神戦をしている間、マナフィールドに居る間の者はどうなっているのかというと、二人が向い合せに手を翳し合いっている状態で、淡い光に包まれて、まるで時が止まっているかのように二人は動かないでいるのだ。その光には誰も干渉する事が出来ない為、終わりまで只、待つしかない。その、淡い光が粒子の様に消えだした為に、フェンリは神戦が終わったという事に気付いたのだ。
「アマロ、ヴァーダお疲れ様。どうだったの?」
母さんが俺と父さんに尋ねる。
ダン!
俺と母さんは、父さんが机を両手に拳を作って叩いた事で一瞬、ビクっとする。
(勝ってしまったのは間違いだったか?しかし、エイフィのあんな姿を見たくはなかったのだから仕方がなかったんだ)
因みにエイフィは、マナデュエルと共にカードとなり、実体化は今も消えている。
(・・・この世界の魔法の基準が分からないけど、この年で中級魔法が使えるなら十分に異常な強さだとは思う。赤ん坊の頃から物心が付いているのはアドバンテージが大きい。同じぐらいの年齢の中では俺TUEEEしているのは間違いないとは思う。只、その分、言葉が無駄に覚えるのが大変だったが)
魔法もユニットと同じで、マナカードのコスト、つまりTCG化された時で初級~上級が決まる。
初級魔法 コスト1~5
中級魔法 コスト6~10
上級魔法 コスト11~15
超級魔法 コスト16~20
となっている。超級魔法を扱える者は数える程しかいないらしい。
後、今更だが、この世界の言葉は日本語ではない。ハングルの様な英字の様なやつだ。
ワナワナと机に顔を伏せ、体を震わせるヴァーダ。
「フェンリ!俺達の息子は天才だ!」
「ふえ!?」
急に立ち上がり、ガシッと両肩を掴む、体を揺らす。
「ちょ、ちょっと落ち着いて。説明を・・・」
「俺達の息子は天才なんだ!」
まだ、ゆっさゆっさとフェンリの体を揺らす。
「落ち着きなさい」
「あいた!」
ベシッっとフェンリがヴァーダの頭に強めのチョップを打つ。
「す、すまない」
少し、バツが悪そうに謝る。
「それで?どうしたの?」
呆れた様に聞き直す。
「俺が・・・負けたんだ!」
「・・・え?そりゃ、アマロは初めて何だから、教えながら負けてあげたんでしょ?」
フェンリは何をそんなに興奮する必要があるのか分からない様子だ。
「・・・いや、父さんの強さを教えてやろうと思ってな・・・」
「・・・は?」
ジトッと睨む。
「え?でも手加減したんでしょ?」
「・・・最初はそのつもりだった。
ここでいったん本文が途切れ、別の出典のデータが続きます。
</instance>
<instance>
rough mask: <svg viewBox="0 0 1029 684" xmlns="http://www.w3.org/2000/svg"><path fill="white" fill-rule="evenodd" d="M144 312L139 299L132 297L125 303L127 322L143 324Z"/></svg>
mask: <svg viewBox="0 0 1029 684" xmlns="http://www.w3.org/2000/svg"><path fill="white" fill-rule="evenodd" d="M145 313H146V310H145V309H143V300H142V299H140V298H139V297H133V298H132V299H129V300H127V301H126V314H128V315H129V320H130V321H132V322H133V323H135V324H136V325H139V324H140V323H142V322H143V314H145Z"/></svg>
でもな、アマロが自信ありげに俺に勝ったら言う事を聞いてくれと調子に乗る者だから、お灸をすえてやろうかと途中から弓も装備してフィールド魔法も使って本気でやったんだが・・・」
悔しそうにするヴァーダの顔を見て、フェンリが気付く。
「え・・・?って事は!本気を出した貴方が負けたの!?村一番に強いのに!?」
母さんは驚愕して、俺を見る。
「アハハハ・・・・でも、父さんの本気も途中からだったから勝てたんだよ。最初からだったら多分、負けていたよ」
苦笑い。
「たぶん!?信じられない!?最初からやっても勝てる可能性が十分にあるってこの子思っているわ!?」
母さんは口に手を添えて驚いている。
(あー・・・。まぁ思ってはいるんだけど、6歳の俺がそれを言うのは駄目だったかな)
「だから言ったろ!?天才なんだ!まだたったの6歳なのにコスト10の中級魔法まで使ったんだぞ!?」
興奮しながら言う父さん。
「コスト10の中級魔法まで!?それって大人より凄いじゃない!」
二人でキャッキャッしながら言うてる。
(・・・あ、思ったよりTUEEEしてた)
「・・・そんなにコスト10の中級魔法使えるのは凄いの?」
どのくらい凄いのか聞いてみた。
魔法を使えるようになる修行ばかりでその辺りの常識は全然仕入れてなかったのだ。
「ええ、低級魔法までなら村でも私が教えている様に皆が使える様になるわ。中級魔法もずっと修行を続けていればコスト6の魔法なら使う事が出来るのは普通なの。コスト8が少し強い人。コスト10となれば達人と言ってもいいわね。上級魔法なんて使える人は少なくはないけれど、簡単に見つけられるほど使える人は多くはないわね。中級魔法を扱える人なんて本当に一握りの人しかいないはずよ」
「そ、そうなんだ・・・ははは」
6歳で達人クラスの魔法を使えるのだ苦笑いするしかない。
「その内、上級魔法の使えそうね」
(・・・ごめんなさい。コスト11の『短距離転移』なら使えます)
『短距離転移』
コスト:11 素早さ:7
対象が素早さ7以下なら素早さ7として、7以上ならその対象のユニットの素早さの数値となり、攻撃行動を行う事が出来る。次の相手の行動権の時、素早さ7以上の行動しか取れず、素早さ7以上のユニットでしか【庇う】行動も取れない。取れなかった場合、続けて行動権を得る。
TCG化の効果なら詰めカードと言った所だろうか。
(だって、移動系は日常でも色々と便利だから優先的に頑張って覚えたらいつの間にか上級魔法迄覚えちゃってたんだもん)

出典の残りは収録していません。